Belediye başkanları, meclis üyeleri, bakanlar, milletvekilleri vardı.
Yapılan her ihaleden pay aldılar, imar izinlerini büyük paralara sattılar, inşaatlara daha fazla kat izni vererek “hava”dan para kazandılar, ulaştırma, gaz, iletişim, elektrik, inşaat, metro işlerini yapan yerli-yabancı şirketlere ortak oldular. Milyarlarca doları oldu. Bunları başka isimlerle, gizli hesaplarla Lichtenstein, Cayman Adaları gibi yerlerdeki bankalara yatırdılar.

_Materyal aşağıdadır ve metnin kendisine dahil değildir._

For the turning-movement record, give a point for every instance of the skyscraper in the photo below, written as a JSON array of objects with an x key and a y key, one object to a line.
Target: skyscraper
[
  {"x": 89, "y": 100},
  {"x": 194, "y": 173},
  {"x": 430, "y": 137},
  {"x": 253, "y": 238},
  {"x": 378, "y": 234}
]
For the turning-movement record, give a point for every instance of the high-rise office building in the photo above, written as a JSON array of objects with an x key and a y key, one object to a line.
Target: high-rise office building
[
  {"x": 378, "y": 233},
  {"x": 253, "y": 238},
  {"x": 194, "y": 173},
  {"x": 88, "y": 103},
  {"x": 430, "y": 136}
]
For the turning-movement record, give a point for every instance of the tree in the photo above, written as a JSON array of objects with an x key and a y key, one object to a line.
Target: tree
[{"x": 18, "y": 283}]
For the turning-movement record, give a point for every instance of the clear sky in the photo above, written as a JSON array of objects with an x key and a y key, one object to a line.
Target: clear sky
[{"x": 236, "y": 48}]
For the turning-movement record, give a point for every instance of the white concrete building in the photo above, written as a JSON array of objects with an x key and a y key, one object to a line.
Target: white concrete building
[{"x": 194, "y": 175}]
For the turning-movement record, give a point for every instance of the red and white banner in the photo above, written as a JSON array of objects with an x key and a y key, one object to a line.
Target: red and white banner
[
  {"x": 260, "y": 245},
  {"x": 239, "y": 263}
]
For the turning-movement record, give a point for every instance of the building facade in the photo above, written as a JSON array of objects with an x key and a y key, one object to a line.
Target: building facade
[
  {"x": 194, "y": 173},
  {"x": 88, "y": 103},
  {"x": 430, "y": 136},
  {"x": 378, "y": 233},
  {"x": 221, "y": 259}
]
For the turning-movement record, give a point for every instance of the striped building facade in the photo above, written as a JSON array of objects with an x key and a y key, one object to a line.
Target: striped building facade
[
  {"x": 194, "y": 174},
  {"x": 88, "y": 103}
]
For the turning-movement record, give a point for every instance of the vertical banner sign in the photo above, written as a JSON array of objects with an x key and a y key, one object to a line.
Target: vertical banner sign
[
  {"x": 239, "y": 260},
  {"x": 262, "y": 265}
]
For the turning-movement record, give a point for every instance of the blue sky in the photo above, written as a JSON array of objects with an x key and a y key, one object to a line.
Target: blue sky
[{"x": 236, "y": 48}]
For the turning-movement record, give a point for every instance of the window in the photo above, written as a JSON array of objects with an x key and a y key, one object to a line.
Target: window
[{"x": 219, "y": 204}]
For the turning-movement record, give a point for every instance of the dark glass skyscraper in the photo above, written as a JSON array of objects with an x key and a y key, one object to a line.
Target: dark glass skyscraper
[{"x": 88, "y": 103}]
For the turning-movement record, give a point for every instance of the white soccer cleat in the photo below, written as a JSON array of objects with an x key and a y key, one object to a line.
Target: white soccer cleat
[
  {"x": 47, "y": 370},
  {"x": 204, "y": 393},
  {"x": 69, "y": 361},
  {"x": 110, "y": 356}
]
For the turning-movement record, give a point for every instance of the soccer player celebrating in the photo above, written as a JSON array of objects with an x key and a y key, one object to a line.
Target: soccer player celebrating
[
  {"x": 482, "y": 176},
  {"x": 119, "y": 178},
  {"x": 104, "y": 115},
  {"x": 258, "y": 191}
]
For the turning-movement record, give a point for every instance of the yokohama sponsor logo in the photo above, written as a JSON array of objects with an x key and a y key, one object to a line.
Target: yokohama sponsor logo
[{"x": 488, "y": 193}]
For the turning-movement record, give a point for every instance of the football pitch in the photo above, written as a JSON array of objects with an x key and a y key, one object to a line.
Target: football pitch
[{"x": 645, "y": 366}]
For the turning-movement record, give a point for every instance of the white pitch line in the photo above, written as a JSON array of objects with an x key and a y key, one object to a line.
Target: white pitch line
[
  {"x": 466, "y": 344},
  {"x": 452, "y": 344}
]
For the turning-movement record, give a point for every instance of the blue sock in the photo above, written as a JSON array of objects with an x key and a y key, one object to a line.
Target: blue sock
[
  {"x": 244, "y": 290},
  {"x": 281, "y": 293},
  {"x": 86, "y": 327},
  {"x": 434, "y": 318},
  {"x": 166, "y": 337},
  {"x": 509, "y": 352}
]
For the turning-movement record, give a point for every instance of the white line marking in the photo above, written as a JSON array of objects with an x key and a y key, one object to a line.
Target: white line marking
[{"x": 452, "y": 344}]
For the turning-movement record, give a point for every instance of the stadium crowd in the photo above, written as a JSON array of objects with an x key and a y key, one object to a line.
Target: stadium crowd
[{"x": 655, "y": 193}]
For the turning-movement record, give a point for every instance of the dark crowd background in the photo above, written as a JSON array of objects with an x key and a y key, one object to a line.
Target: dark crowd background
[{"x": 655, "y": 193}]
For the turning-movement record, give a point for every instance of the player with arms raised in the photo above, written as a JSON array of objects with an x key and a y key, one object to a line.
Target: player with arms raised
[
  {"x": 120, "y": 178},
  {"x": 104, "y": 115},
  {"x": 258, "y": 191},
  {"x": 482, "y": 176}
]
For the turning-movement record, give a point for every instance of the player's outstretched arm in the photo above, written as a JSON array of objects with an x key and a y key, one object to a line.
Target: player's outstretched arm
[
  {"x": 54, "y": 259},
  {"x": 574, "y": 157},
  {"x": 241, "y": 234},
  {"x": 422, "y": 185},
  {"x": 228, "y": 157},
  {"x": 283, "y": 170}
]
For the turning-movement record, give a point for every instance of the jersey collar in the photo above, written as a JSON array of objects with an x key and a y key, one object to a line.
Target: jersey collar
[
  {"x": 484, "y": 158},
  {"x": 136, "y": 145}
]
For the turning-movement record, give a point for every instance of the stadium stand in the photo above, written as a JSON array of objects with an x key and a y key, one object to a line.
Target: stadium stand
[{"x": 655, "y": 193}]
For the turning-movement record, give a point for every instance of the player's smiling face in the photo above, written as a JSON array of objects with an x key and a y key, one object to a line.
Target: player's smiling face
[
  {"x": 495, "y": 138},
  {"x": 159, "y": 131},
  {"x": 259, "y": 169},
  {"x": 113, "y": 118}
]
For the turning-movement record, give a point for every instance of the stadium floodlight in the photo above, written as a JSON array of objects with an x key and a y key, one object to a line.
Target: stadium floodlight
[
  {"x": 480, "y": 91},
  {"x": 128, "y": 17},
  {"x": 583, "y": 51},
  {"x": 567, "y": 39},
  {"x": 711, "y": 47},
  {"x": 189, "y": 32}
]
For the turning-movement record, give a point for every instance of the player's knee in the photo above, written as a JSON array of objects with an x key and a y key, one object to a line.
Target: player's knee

Türkiye’nin ulusal servetlerini yabancılara
peşkeş çekerken, kendileri de başka isimler altında hisse sahibi oldular.
Sonra kiminin yargılanmasına Danıştay izin vermedi, kimi Meclis’e kapağı atıp dokunulmazlık zırhına kavuştu... Kısacası kimsenin burnu bile kanamadı.
Halk da onları “Seninle gurur duyuyoruz!” diye alkışladı.
Partileri ANAP, CHP, SHP, AKP vs. gibi değişik isimler taşıyordu ama yolsuzluk söz konusu olduğunda aralarında hiçbir fark yoktu.
Bu olay Türkiye’de geçti.

***

Bizde bir atalar sözü vardır “ört ki ölem!” diye, hatırlıyor musunuz?
Halk bu işten son derece rahatsız olup, yolsuzlukların hesabını sormaya karar verene kadar bu iş böyle gidecek.